Through a Rose Glass but darkly

It’s too easy to retain an innocent and rose coloured view of the Ireland of yesterday, when times were good, men were men and the women stayed at home.

Having spent most of my childhood there, I have some experience of many of the issues that we so studiously avoided at the time. I will look at the Ferns Report at some time in the future, but its important to realise that other vulnerable people were exploited, of whom we’ve heard nothing, and whose voices will be forever silent. There is still a story to be written of the treatment of older people in care facilities in Ireland in the middle of the last century. When I was a ‘ward maid’ in Dublin in a particular facility, I witnessed cruelty and inhumanity on a daily basis against old and vulnerable people that haunts me to this day.

But the one that is still rattling on, and continues to reflect the ability of those in power to exploit is the scandal of Michael Neary at Our Lady of Lourdes Hospital, in Drogheda.

As a student midwife, I recall so vividly a day that this man was going to do the ward rounds. Well in advance, we were sent around to all the women, whose beds formed a U-shape down the walls and across the bottom. There were probably about 30 or so in the ward, and we had to pull their nightdresses above their ‘bumps’ to their chest, and the sheet down to just below. I remember standing in the doorway and surveying the pink bumps, all sizes and shapes, like so many melons in a row in a field.

Neary entered the ward, with his coterie of medical and nursing students and a great silence fell upon us. He made his way from bed to bed, never speaking except to the Sister, feeling, probing and grunting. About half way down, he came to the bed of a young mother, who broke the stillness and asked ‘Doctor, is my baby alright’.

He stopped and stared at her, spoke in the ear of the Sister and walked to the next bed. Sister turned to the patient and hissed, “You are only a patient, you never, never address Mr Neary to his face”. I left Drogheda after 2 months, deciding midwifery was not my bag.

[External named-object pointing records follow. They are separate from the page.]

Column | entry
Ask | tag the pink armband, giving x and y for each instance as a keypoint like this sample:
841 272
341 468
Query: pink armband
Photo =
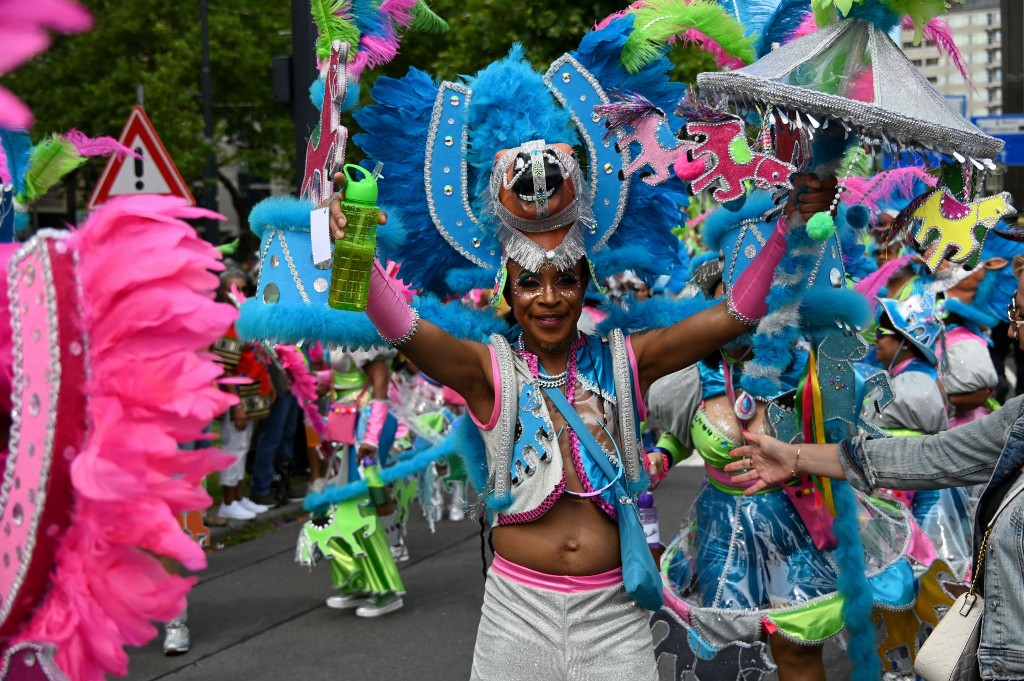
396 322
375 422
748 299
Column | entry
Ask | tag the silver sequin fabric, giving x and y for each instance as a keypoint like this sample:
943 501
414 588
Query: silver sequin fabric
532 634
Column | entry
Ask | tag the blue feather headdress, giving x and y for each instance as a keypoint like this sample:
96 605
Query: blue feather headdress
449 133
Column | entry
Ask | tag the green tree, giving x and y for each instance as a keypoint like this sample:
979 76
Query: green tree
90 81
481 31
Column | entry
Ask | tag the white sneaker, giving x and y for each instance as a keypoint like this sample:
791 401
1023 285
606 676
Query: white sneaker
252 506
380 606
399 553
456 514
352 600
175 637
235 511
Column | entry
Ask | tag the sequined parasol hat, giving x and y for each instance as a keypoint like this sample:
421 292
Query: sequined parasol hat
915 320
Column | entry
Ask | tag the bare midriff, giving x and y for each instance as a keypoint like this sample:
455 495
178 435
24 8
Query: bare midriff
574 537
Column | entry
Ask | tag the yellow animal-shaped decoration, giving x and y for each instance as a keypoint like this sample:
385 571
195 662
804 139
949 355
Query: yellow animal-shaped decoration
956 229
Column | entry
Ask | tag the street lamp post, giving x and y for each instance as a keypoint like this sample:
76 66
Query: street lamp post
211 228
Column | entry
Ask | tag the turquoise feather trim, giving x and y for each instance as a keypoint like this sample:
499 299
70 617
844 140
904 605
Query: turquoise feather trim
636 315
287 213
853 585
267 323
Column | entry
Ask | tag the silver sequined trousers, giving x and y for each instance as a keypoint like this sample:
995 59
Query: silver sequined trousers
540 635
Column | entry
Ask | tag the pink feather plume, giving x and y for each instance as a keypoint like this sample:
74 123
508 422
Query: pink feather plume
87 145
722 58
615 15
24 28
303 384
937 33
150 314
806 28
872 192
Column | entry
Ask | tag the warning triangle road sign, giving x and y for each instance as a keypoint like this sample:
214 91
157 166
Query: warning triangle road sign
154 172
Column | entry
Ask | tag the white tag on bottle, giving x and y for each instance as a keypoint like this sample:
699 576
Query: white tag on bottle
320 237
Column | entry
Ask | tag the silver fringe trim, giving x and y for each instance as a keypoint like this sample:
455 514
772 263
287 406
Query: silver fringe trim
523 250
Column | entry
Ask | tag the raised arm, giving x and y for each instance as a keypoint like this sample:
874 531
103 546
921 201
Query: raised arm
462 366
663 351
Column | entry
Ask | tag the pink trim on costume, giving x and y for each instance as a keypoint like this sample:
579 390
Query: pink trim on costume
497 380
637 394
375 423
725 478
958 335
677 604
566 584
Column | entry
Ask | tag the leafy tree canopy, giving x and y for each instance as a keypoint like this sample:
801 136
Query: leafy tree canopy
90 82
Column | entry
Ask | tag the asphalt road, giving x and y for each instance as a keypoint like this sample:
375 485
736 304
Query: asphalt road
257 615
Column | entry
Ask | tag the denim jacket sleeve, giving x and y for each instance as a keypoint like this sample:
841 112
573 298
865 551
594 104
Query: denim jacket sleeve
952 458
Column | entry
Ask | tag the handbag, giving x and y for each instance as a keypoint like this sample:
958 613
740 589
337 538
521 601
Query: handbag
950 653
640 575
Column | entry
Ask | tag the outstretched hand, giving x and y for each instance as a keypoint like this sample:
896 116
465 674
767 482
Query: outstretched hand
338 220
764 461
810 196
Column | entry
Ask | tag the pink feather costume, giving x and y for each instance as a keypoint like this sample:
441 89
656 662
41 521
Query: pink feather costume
104 359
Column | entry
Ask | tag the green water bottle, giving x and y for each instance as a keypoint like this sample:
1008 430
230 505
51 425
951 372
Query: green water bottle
353 255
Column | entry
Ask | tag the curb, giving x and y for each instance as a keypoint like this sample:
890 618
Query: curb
219 534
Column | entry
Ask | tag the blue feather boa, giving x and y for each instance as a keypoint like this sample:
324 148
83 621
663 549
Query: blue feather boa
853 585
17 151
353 330
723 220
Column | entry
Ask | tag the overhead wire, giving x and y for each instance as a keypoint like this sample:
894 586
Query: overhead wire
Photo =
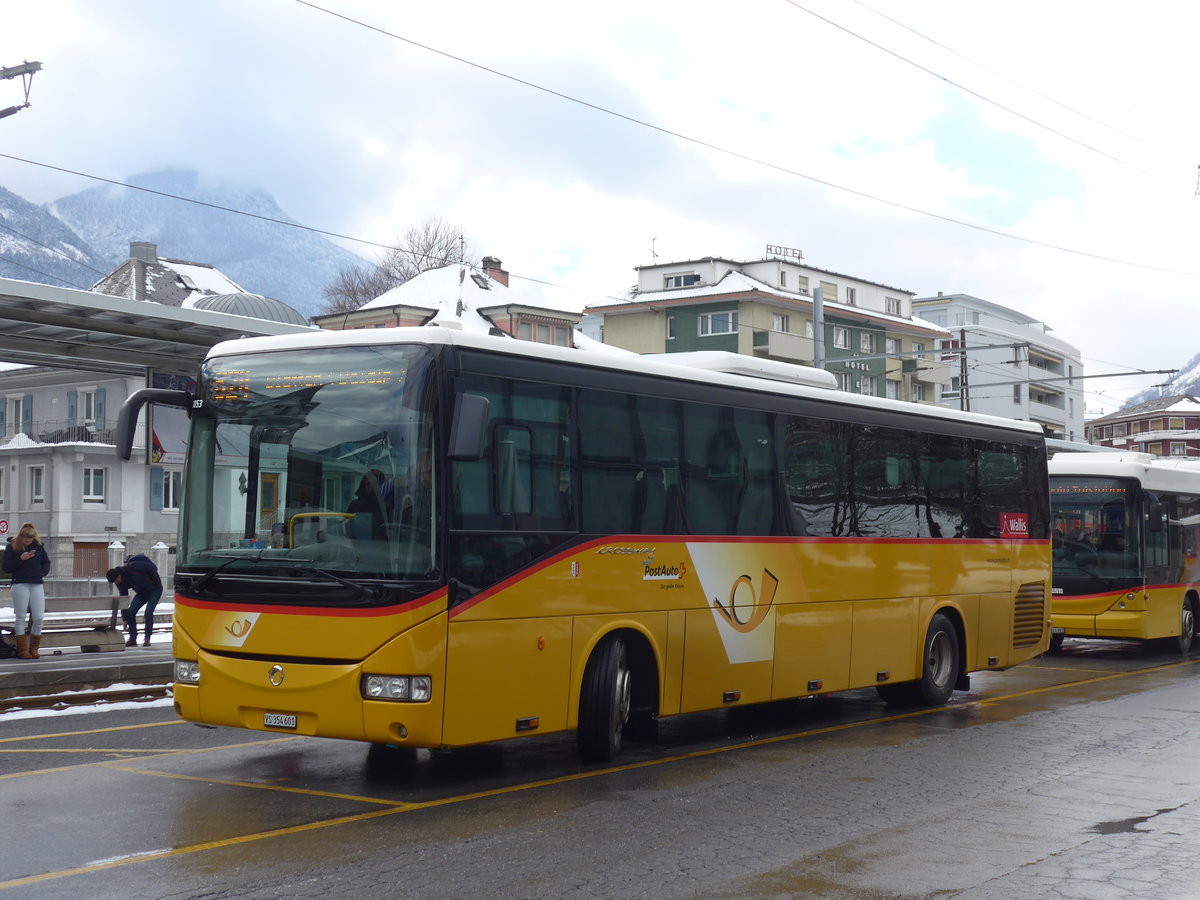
1008 78
738 155
973 93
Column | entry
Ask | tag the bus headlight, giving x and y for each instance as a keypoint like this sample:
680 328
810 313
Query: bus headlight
406 689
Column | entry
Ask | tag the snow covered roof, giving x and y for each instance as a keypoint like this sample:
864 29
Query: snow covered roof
252 305
1180 403
737 282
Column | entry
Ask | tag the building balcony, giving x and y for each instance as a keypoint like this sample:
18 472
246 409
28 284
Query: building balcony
929 371
63 432
779 346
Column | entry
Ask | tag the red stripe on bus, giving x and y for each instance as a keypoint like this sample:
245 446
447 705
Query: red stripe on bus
349 613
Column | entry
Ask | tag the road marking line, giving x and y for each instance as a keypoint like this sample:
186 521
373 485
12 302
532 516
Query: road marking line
151 856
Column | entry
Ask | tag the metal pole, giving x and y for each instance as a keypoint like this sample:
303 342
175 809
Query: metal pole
819 329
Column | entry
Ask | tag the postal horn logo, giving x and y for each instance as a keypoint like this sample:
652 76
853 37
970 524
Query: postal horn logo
747 609
240 628
231 629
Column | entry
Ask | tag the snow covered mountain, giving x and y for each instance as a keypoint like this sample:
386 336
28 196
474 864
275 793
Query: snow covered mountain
36 246
97 225
1187 381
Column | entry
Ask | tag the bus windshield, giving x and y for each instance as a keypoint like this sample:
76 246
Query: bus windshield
318 460
1095 526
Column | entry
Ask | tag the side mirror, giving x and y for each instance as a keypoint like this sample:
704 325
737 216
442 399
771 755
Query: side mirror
469 426
127 418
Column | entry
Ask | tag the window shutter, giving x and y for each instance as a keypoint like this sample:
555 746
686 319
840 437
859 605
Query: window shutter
155 487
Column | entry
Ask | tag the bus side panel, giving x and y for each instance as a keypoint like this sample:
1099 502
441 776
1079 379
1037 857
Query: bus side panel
709 675
1163 606
507 678
989 625
811 648
885 637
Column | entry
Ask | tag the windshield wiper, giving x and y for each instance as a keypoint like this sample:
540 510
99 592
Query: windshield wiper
363 589
198 583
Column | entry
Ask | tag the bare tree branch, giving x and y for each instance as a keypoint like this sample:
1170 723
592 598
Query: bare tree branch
430 245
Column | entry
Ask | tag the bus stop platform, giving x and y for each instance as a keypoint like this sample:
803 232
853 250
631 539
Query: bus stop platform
69 672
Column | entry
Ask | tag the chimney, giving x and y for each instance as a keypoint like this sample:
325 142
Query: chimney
141 252
495 270
144 251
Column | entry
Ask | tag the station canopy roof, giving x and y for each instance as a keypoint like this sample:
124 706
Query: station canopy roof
64 328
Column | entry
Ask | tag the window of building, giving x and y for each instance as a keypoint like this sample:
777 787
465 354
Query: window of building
681 281
17 415
94 484
718 323
172 489
88 406
36 484
90 559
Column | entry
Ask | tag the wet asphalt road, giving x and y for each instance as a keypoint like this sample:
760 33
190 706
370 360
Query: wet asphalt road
1072 777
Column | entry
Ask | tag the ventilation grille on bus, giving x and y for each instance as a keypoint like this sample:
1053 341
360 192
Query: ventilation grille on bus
1030 613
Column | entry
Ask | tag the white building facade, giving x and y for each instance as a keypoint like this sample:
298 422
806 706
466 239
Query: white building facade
1012 366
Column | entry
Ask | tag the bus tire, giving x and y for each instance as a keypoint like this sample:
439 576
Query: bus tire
604 701
1187 627
940 669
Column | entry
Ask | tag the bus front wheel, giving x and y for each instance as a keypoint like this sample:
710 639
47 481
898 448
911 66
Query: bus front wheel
940 669
604 701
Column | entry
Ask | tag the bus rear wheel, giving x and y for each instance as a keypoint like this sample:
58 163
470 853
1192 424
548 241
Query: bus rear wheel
1187 627
940 669
604 701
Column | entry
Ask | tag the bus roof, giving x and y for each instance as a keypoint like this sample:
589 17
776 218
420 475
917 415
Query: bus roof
767 381
1156 473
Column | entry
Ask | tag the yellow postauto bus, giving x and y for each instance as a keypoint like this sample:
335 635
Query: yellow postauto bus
1126 528
427 538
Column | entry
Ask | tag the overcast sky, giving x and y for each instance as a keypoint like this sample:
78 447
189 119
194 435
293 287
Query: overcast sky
1043 156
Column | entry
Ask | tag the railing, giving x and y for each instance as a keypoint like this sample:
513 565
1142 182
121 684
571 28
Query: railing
63 432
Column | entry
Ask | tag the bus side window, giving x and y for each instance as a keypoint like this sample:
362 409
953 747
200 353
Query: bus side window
813 474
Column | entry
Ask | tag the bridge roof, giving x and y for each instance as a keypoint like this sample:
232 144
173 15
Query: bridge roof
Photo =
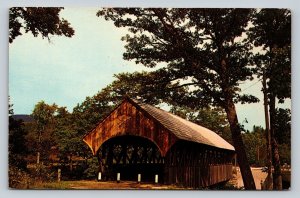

It wasnt until 1998 that 2 student nurses took the very brave decision to challenge Neary’s behaviour and ask to have his record of caesarian hysterectomies reviewed, due to what they felt was an abnormally high rate of such procedures. http://http://www.irishhealth.com/index.html?level=4&id=5111

Neary was suspended by the Irish Medical Council in 1999, and was struck off in 2003. A Public Enquiry was established by the Minsiter of Health in 2004, and the Report was published in February of this year. An apology was issued by the Government in March to the women who were affected, with Bertie Ahern telling them that he was appalled. The Harding Clark Report into the scandal also identified that 44 of the 129 relevant patient charts had gone missing, and the entire issue is being referred to the Gardai.

There are many complex layers of issues in the Neary story. Lack of accountability and training were certainly 2 of the areas identified in the report. The idea of other colleagues not finding it strange for such a shocking level of this procedure being carried out is also one that calls into question the idea of medical solidarity at all cost. The impact of blowing the whistle on such a tale is also going to have to be considered seriously by the powers in Dublin.

But more than anything, it highlights the utter disregard of a Male surgeon for his vulnerable female patients.The arrogance and lack of concern for these women, their lives and their futures make this a disgraceful episode in Irish history.

  • Donnacha

    Miss Fitz, sadly it reflects the all-too-pervasive, unquestioning respect for “men of position” in Ireland of the time. Doctors, teachers, guards and especially priests could do no wrong, giving them a free hand for their darkest urges. I remember the local garda sergeant in my home town who would rape tinker women on a whim. He was revered as a near-saint by the settled people of the town, however, and was never charged with anything. After all, who would believe a travelling woman above a repsected officer of the law? Indeed, who would take the word of a young boy against a member of the clergy?

  • Miss Fitz

    Donnacha
    I had to re-visit this thread today, and noted your comment. Ironically, the woman who questioned Neary in that piece was possibly a Traveller as well, although I cant be 100% certain.

    It was quite some psyche, wasnt it? The unquestioning acceptance and respect for misdeeds. We may have cause to complain about a lot of things now, but at least we have options about the acceptance of such bullying and domineering behaviour.

  • Donnacha

    Miss Fitz, I still get a slight (but still noticeable) adrenaline rush at the sight of a man in uniform, whether it be cop, soldier or postman. The sheer dread I felt at the threat of an authority figure has never truly left me. I almost cured myself a few years back when I was home and bumped into a teacher who had bullied me ferociously, causing me to quit school at 14. He started on about something, I answered back and an argument ensued. I am sad to say that I beat him until my knuckels bled, but by Christ did it feel good. Funnily enough, that was also the last non self-defence punch-up I was involved in.

  • Miss Fitz

    Hey Donnacha
    Cheers for that, it takes a brave man to admit to that.